The sad humbling of a great police force
WHAT a humiliation for the most renowned policing organisation in the world.
The Metropolitan Police, home to Scotland Yard and the benchmark by which all other forces were once measured, has collapsed into special measures.
Citing a string of scandals and chronic mismanagement, Her Majesty’s Inspectorate of Constabulary has effectively declared it a failing force.
Met officers now face the indignity of being closely monitored by inspectors scrutinising their every move. It’s like Ofsted stepping in to rescue a defective school.

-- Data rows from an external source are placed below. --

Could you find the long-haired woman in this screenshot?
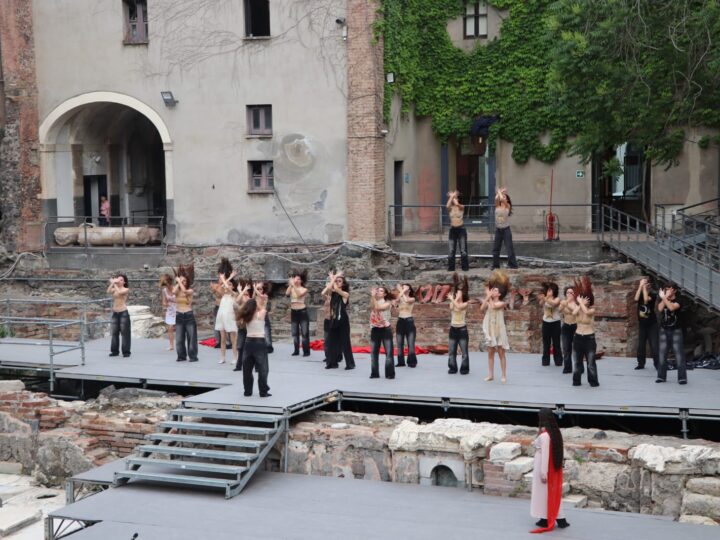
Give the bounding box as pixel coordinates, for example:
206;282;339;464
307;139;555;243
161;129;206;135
323;272;355;369
160;274;177;351
448;274;470;375
493;188;517;270
215;257;237;364
173;264;198;362
573;276;600;386
370;286;395;379
285;270;310;356
239;283;270;397
395;283;417;367
480;270;510;384
530;409;570;533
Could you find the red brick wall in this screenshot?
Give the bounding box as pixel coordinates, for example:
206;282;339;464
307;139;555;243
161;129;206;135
0;0;42;251
346;0;386;243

The litany of failures makes painful reading. The cruel hounding of elderly public servants over the grotesque VIP paedophile hoax. Sarah Everard murdered by a serving officer known to colleagues as ‘the rapist’. Rampant racism and sexism at Charing Cross police station. Officers sharing vile jokes and pictures of dead women. Botched murder inquiries.
This was not something that happened overnight. It was a culture of skewed priorities, unacceptable behaviour and managerial incompetence which grew like a virus over the years.
Its origins predated hapless excommissioner Cressida Dick. But on her watch, the infection spread out of control.
So the most damning question for Boris Johnson, London mayor Sadiq Khan and successive home secretaries is, why on earth didn’t they remove her sooner?
That she became commissioner at all, after leading the catastrophic operation which culminated in the fatal police shooting of innocent Brazilian electrician Jean Charles de Menezes, is shocking.
That she served five scandal-ridden years and was at one stage going to have her contract extended simply beggars belief.
This vertiginous fall from grace must be a watershed. Lessons have to be learned.
The new Chief Inspector of Constabulary, Andy Cooke, is making the right noises. He wants to stop the drift of the police service towards wokery and posturing and drag chief constables back to the first principles – the prevention and detection of real crime. Not spurious internet thought crimes but burglary, fraud and street robbery.
There are thousands of dedicated officers in the Met, working tirelessly to keep us safe. With the right leadership, the force can again be the envy of the world.